# Thread: Nested Interval Property (NIP) implies Least Upper Bound propery (LUB)

1. ## Nested Interval Property (NIP) implies Least Upper Bound propery (LUB)

I'm stuck in proving this. I get that we can set up the sequence of nested intervals by starting with an element a of nonempty set A with an upper bound b and create interval I_1 = [a,b]. Then create interval I_2 nested in I_1 by letting:

I_2 = [a, (a+b)/2] if (a+b)/2 is a upper bound

or

I_2 = [(a+b)/2, b] if (a+b)/2 is a lower bound

We continue this interval having process and generate our sequence of nested intervals. Now the typical argument states that since lim(1/2)^n , n->infinity = 0, this leads to us having only one point of intersection in Intersection of all I_i, i = 1 ... infinity. Finally with a few additional arguments we can show this point must be the least upper bound. My question is how do we argue that lim(1/2)^n , n->inf = 0. Or put another way: for every e, there exists a N such that (1/2)^n < e, when n >= N. I don't see how this can be proved without the Monotone Convergence Theorem which I only know how to prove using the LUB property.

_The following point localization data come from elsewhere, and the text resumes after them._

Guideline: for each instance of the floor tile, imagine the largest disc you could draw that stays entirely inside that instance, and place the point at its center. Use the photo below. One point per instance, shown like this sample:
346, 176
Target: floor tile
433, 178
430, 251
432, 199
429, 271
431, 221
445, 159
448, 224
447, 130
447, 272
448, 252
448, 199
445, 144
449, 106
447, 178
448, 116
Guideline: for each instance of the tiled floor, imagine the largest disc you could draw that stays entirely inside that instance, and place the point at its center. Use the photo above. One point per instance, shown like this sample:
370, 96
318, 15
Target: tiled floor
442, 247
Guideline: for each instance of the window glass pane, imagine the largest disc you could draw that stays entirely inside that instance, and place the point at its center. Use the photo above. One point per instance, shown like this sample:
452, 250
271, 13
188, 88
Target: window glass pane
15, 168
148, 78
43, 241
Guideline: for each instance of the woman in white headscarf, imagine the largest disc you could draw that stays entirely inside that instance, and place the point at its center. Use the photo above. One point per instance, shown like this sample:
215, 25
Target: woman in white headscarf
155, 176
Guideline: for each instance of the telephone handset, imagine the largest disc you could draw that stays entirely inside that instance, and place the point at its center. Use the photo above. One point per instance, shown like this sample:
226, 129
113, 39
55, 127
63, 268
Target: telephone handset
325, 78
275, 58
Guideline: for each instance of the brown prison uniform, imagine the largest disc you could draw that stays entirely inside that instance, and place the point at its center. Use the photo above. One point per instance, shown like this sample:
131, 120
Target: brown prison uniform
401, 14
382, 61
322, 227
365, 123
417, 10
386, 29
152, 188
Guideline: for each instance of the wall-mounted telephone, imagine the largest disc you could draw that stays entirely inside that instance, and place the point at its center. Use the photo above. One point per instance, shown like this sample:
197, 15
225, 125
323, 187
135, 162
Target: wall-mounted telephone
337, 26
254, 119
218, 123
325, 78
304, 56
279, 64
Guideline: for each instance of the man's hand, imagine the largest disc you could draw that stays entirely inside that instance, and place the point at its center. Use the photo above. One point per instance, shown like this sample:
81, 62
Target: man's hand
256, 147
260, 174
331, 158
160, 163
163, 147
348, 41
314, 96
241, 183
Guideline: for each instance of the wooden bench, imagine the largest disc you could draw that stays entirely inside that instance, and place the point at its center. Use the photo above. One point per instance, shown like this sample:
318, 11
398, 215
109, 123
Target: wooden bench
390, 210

2. You shouldn't need the LUB property to show that 1/2^n → 0 as n→∞. It only requires the archimedean property. First prove (by induction) that 2^n>n. Then given ε>0, choose N with N>1/ε (that's where the archimedean property comes in). It will follow that (1/2)^n<ε whenever n≥N.

3. But isn't the Archimedean Property also proved as a result of LUB?

4. Originally Posted by wellfed
But isn't the Archimedean Property also proved as a result of LUB?
The LUB axiom implies the archimedean property, but the converse is not true. So the AP is a weaker axiom than the LUB.

5. Originally Posted by Opalg
The LUB axiom implies the archimedean property, but the converse is not true. So the AP is a weaker axiom than the LUB.
Yes, but what I think the poster means is that you need to justify the Archimedean Property (and not just quote it) without referring to the LUB Property.